By Jack Cawthon|
Burvil called from Big Puf sobbing his heart out. I figured that once again at this joyous season that he either had been watching "It's a Wonderful Life," or it was deer season . I had warned him not to watch that sugary movie, which is a seasonal curse in which Jimmy Stewart portrays bankers who once extended loans, both good and bad, with a handshake, but now in harmony with the government's efforts to eliminate paper work require 10 or more pages, providing one's credit is sterling. (I feel showing of the movie to a West Virginia audience should be banned, as the state has one of the highest rates of diabetes in the nation.)
I needn't have worried: it was only deer season and Burvil needed my advice about what license stamp was required, as he admired my learning from attending college. ( I appreciated his careful wording as I never go beyond saying I "attended" college.)
I told him I was a poor choice for a reference as when I learned to read and write, perhaps optimistically putting too much emphasis on the latter, there were only 26 letters in the alphabet and that I thought that the Department of Natural Resources (DNR) had now utilized all of those and gone into the Russian Cyrillic system.

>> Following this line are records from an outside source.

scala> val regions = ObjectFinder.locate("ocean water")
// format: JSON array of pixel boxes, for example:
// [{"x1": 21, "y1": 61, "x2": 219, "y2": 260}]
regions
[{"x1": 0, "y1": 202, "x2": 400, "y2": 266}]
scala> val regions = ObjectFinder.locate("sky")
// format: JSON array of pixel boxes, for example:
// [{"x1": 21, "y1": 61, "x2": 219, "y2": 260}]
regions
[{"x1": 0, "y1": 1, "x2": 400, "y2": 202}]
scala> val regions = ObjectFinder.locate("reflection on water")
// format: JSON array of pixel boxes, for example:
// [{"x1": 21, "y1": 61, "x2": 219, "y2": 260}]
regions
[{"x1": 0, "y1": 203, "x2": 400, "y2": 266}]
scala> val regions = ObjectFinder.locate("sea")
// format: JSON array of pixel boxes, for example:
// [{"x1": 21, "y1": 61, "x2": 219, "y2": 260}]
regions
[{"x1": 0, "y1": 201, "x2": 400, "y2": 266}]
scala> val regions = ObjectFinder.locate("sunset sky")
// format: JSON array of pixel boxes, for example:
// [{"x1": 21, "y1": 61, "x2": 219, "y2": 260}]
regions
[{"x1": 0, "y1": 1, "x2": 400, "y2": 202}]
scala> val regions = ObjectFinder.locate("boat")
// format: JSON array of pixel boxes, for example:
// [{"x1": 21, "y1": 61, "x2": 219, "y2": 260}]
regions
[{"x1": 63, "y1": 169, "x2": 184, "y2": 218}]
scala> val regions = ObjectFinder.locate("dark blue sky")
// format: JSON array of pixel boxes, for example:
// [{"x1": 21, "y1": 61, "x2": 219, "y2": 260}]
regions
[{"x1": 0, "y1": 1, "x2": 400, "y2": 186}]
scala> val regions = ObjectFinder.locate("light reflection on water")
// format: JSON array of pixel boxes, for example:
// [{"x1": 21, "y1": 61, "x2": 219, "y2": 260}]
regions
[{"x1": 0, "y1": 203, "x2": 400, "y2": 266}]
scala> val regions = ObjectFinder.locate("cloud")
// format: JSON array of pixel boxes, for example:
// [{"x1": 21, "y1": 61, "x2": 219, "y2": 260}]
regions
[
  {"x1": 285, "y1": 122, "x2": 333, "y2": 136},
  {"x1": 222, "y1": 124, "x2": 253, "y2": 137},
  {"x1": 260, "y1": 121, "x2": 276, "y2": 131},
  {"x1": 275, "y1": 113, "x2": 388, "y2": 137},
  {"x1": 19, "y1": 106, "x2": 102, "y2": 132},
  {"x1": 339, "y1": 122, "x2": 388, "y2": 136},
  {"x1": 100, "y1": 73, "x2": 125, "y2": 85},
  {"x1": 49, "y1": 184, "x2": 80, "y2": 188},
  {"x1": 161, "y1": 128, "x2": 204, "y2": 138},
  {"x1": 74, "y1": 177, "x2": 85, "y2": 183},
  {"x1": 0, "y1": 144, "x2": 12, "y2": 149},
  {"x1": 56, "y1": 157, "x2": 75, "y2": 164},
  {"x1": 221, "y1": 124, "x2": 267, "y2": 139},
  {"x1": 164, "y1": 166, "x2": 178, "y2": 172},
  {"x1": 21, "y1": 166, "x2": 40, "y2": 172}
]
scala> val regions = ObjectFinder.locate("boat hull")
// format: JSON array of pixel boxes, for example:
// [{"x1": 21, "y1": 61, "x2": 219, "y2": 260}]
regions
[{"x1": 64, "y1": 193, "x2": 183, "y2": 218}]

He insisted on reading some regulations to me anyway: "The RG stamp must be accompanied by a Class A and CS, A-L, AB-L, X, XS, XJ,AH, AHJ or free license." He said he had opted for the free one and had gone to the post office and bought a book of Forever stamps to be safe. I suggested he stay at home and mail out Christmas cards.
In all due respect for the DNR, I do believe that the agency has done more for literacy in the state than all the remedial reading programs ever devised.
I know hunters whose last book read began with the spell-binding "See Spot run," who can now rattle off interpretations of the regulations complete with allegories and symbolism that I struggled with in classical literature classes years ago taught by the late Espy Miller at Glenville State. I am sincerely convinced that if literacy testing were conducted in the state using such standardized material we would rate as one of the highest in the nation.
But Burvil did have more news that pulled him away from the primary subject. He told me about Abe Hanshaw's general store and how Abe had tried to observe Black Friday in keeping with the rest of the nation, a tradition which somehow may have originated with Wise Men giving gifts that they obtained discounted by early shopping in the East a couple of thousand years ago.
People came from miles around to camp out early at Abe's because he was offering 10 jars of Granny Pratlow's pickled ramps at the low, low price of a buck a jar. (I was afraid that Burvil would digress again with the mention of "buck," but he didn't.)
While the crowd waited anxiously to be first inside, Crazy Ted had come by armed to the teeth with his Second Amendment Rights and the crowd had parted much as the Red Sea had before Moses. Abe opened early in order not to give Ted the first shot. He strolled out with only two jars, however, far less than his usual unstamped deer parts. Then the crowd made a mad lunge for the remainder. In the process, a jar was broken and Granny's secret recipe inhaled and inflamed the unruly mob, and before it was over Abe's store suffered $10,978 in damages while realizing $1,458 sales for the whole day.
So much for tradition. Abe says he now knows why it's called Black Friday as it was one of his blackest days ever in his 50 years of merchandizing.
Be all this as it may, I thought I would bring you loyal Herald readers some news from Big Puf which has been conspicuously absent for some time, as I have had many requests to provide such. Although "many requests" may be a tad extreme. I do have a regular here in Morgantown who will approach me on the street and say "Hey, wot's hoppening in Big Puf?" I make up something--can you imagine with my journalism ethics?--which appeases him, hand him a dollar, and he scurries off to buy some kind of beverage that I'm sure contains lots of vitamins and minerals.
Although he spends much of his time under the Westover Bridge with a laptop I can only imagine, I can't be too choosy with readers. I have only 26 letters to work with, but I keep hoping that by reading the DNR regulations I might cage a few more. Just putting them together to make sense is the next step. See my dilemma? By why worry. There is a vast hunting audience out there that may yet put a stamp of approval on it all.
Merry Christmas and please don't complain to me if you get hooked once again on "It's a Wonderful Life." and follow up on insulin dependency. I prefer chocolate drops myself.